Fig. 6 - Classification Error vs. Epoch for Varying Mood Inputs
Conclusions
Our results suggest that Twitter mood data can in fact help predict fluctuations of prices in financial markets. Consistent with Bollen’s findings, we found that arousal was the best mood for predicting the directional change in the DJIA. To our knowledge, our study was the first that attempted to predict fluctuations in the bond market in addition to fluctuations in the stock market. Interestingly, we found that arousal is also most predictive for bond markets. This finding may suggest that arousal is a good predictor for financial markets in general, not just stock markets. However, since the bond and stock market are typically correlated, this finding may also just reflect the fact the bond and stock markets were particularly correlated during this period of time.
Next Steps
Steps for future exploration should involve increasing the sophistication of the Neural Network and implementing techniques to further improve the accuracy of the network at test time.
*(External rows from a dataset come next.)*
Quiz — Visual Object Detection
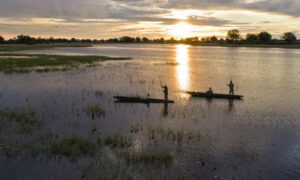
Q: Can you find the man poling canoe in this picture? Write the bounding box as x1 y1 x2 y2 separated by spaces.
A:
161 85 169 101
227 81 234 95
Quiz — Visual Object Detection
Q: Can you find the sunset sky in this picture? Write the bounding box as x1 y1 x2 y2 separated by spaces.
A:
0 0 300 38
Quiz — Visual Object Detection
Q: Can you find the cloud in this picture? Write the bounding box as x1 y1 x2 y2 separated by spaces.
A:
0 0 300 37
164 0 300 16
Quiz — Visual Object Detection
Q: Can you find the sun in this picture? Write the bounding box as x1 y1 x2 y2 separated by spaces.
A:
167 22 195 39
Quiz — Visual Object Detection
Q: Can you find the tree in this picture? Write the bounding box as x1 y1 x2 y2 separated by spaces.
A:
257 31 272 42
227 29 241 41
17 34 35 44
120 36 135 42
142 37 149 42
246 34 257 42
209 36 218 42
135 37 141 42
282 32 297 43
0 36 4 43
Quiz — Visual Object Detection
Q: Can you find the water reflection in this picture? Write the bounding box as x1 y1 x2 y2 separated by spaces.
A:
176 45 190 91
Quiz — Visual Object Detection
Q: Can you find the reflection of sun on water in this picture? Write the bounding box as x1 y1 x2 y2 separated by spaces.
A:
176 45 190 91
167 22 197 39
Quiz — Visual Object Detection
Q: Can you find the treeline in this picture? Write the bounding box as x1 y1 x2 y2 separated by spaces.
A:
0 29 298 44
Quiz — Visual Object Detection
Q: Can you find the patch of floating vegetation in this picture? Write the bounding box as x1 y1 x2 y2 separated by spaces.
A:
95 91 103 96
0 109 43 133
0 54 130 74
97 135 132 148
0 43 92 52
51 136 96 159
154 62 179 66
86 104 106 119
116 150 174 166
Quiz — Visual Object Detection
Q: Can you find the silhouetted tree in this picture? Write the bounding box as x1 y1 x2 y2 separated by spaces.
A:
17 34 35 44
159 38 165 43
0 36 4 43
257 31 272 42
210 36 218 42
282 32 297 43
246 34 257 42
120 36 135 42
142 37 149 42
135 37 141 42
227 29 241 41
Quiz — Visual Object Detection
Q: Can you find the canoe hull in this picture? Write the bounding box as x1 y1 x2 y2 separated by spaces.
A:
186 91 244 99
114 96 174 104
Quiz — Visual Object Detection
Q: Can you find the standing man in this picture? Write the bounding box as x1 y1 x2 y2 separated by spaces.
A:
161 85 169 101
227 81 234 95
One method suggested by Professor Torresani is to increase the size of the input vector by dividing the mood corpuses up to create separate but highly correlated input variables. In theory this would further stem the overfitting problem. Additionally, future studies could examine whether arousal is predictive for a market that not highly correlated with stock markets. This might show that arousal is a general indicator of financial market fluctuations.
Acknowledgements
We would like to thank Jure Leskovec for giving access to the SNAP database of Tweets. Most of all, we would like to thank Professor Torresani and our Teaching Assistant Weifu Wang for a fantastic class.
Citations
[1] Bollen, J., Mao, H. and Zeng, X.-J. 2010. Twitter mood predicts the stock market. Journal of Computational Science. http://arxiv.org/pdf/1010.3003v1.pdf
[2] Eduardo J. Ruiz et al., 2012. Correlating Financial Time Series with Micro-Blogging Activity. http://www.cs.ucr.edu/~vagelis/publications/wsdm2012-microblog-financial.pdf.
[3] Bradley, M. M., & Lang, P. J. (1999a). Affective norms for English words (ANEW): Instruction manual and affective ratings (Tech. Rep. No. C-1). Gainesville, FL: University of Florida, The Center for Research in Psychophysiology. http://bitbucket.org/mchaput/stemming
[4] Osgood, C., Suci, G., & Tannenbaum, P. (1957). The measurement of meaning. Urbana, IL: University of Illinois.
[5] Dodds PS, Harris KD, Kloumann IM, Bliss CA, Danforth CM (2011) Temporal Patterns of Happiness and Information in a Global Social Network: Hedonometrics and Twitter. PLoS ONE 6(12): e26752. doi:10.1371/journal.pone.0026752
[6] Leskovec, Jure. "Network datasets: 476 Million Twitter tweets." Stanford Network Analysis Project. Stanford University, n.d. Web. 12 Apr 2012. http://snap.stanford.edu/data/twitter7.html
[7] . "^TNX: Summary for CBOE Interest Rate 10-Year T-No." Yahoo! Finance. Yahoo!, 08 May 2012. Web. 01 May 2012. http://finance.yahoo.com/q?s=^TNX
[8] http://www.cmegroup.com/
[9] Matt Chaput. Stemming 1.0. http://bitbucket.org/mchaput/stemming
[10] Bollen, J., Pepe, A., & Mao, H. (2009). Modeling public mood and emotion: Twitter sentiment and socioeconomic phenomena. arXiv.org, arXiv:0911.1583v0911 [cs.CY] 0919 Nov 2009.
[11] Reed, Russel et al. (1992). Regularization Using Jittered Data. IEEE 1992.
[12] R.M Zur, Y Jiang, C.E Metz, Comparison of two methods of adding jitter to artificial neural network training, International Congress Series, Volume 1268, June 2004, Pages 886-889, ISSN 0531-5131, 10.1016/j.ics.2004.03.238.
[1] This process is well-suited for a parallel computing model such as a MapReduce where the map task produces a dict for a given chunk of data, and the reduce task combines all dicts into a single lookup table for mood scores on a given day. In order to process larger sized Twitter datasets, such parallel system would be invaluable.
[2] Using a binomial distribution with a p-value set to the proportion of days where the security price increased.